I was gagging with laughter. This was better than a Marx Brothers comedy. Better than Steven Rabinowitz’s imitation of Mrs. Froelich.
“Not at all, Meester Aranoff. Every void you desoyve. Every. Single. Void.”
The next morning we ran into the Aranoffs in the lobby. Mr. Aranoff was wearing his black cape and had set his floppy hat at a rakish angle. His wife had on a frilly print dress. Aranoff doffed his hat to my mother and she immediately complimented him on the concert the night before. He flushed with pleasure.

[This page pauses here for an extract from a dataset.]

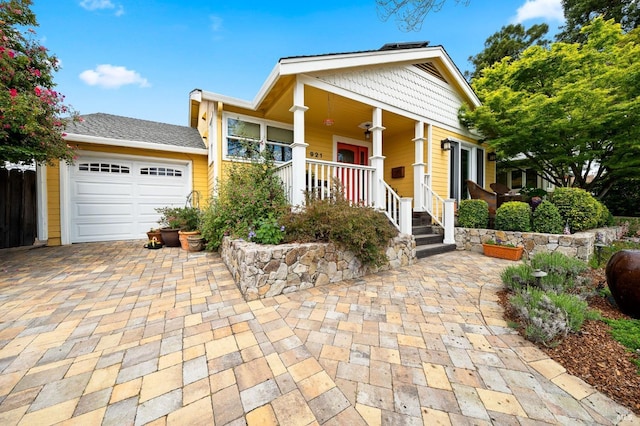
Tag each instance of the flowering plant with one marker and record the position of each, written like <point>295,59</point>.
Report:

“A virtuoso performance,” my father said, surprising everyone, since nobody, the Aranoffs included, had any illusions about my father’s interest in music. He once signed a petition for the Bernsteins even though we ourselves never heard anything from the Aranoffs’ apartment.
“Well, thank you, David,” Aranoff replied, obviously moved by this compliment from an unexpected source. “Thank you very much indeed.”
“It was very well received,” Mrs. Aranoff put in. “Tell them, Arthur, about the woman who called in to the radio station.”
Aranoff feigned modesty, but it was obvious he had been telling the story to everyone.
“Just some aficionado,” he said. “An educated woman. European accent. Probably a musician herself. It was very gratifying.”
“Isn’t that marvelous,” my mother said. “Well, we all know how good you are, Arthur, and we’re very proud of you.”
“Very,” father said, giving my hand a squeeze.
My father never repeated his performance in that telephone booth. But those few minutes convinced me of something about him I would never forget and doubly cherished for being kept a secret from everyone but the two of us. It was like having a world-class gunslinger for a father, a Wyatt Earp who had come out of retirement just that one time to rid the town of bad guys before sinking back into anonymity. It was like having a father who was every bit as much a virtuoso as Arthur Aranoff, even if he didn’t get to perform for millions of people and no one but myself knew how good he was.
Of course, we never told my mother, and even between us we scarcely ever recalled that evening-a couple exceptions being: when he took me in his arms at my wedding reception for the traditional father-daughter dance and, in response to an overzealous violinist in the trio he had hired for the occasion, whispered, “I am so lovink the cello!”; the other time was when I visited him in the hospital shortly before his death.
He was barely able to speak. He gestured for me to come closer. I did, until our heads were just a few inches from each other. His eyes were glazed from pain-killers and there were tubes in his nostrils. I thought what he wanted was a kiss, so I kissed him on his pink stubbly cheek. But then he parted his lips and I turned my head sideways to catch what he was going to say.
Despite the grim circumstances I broke into a wide grin. Pleased with his success, he smiled as well.
Afterward, my mother asked what he had said.
“Just,” I replied, “that he loves me very much.”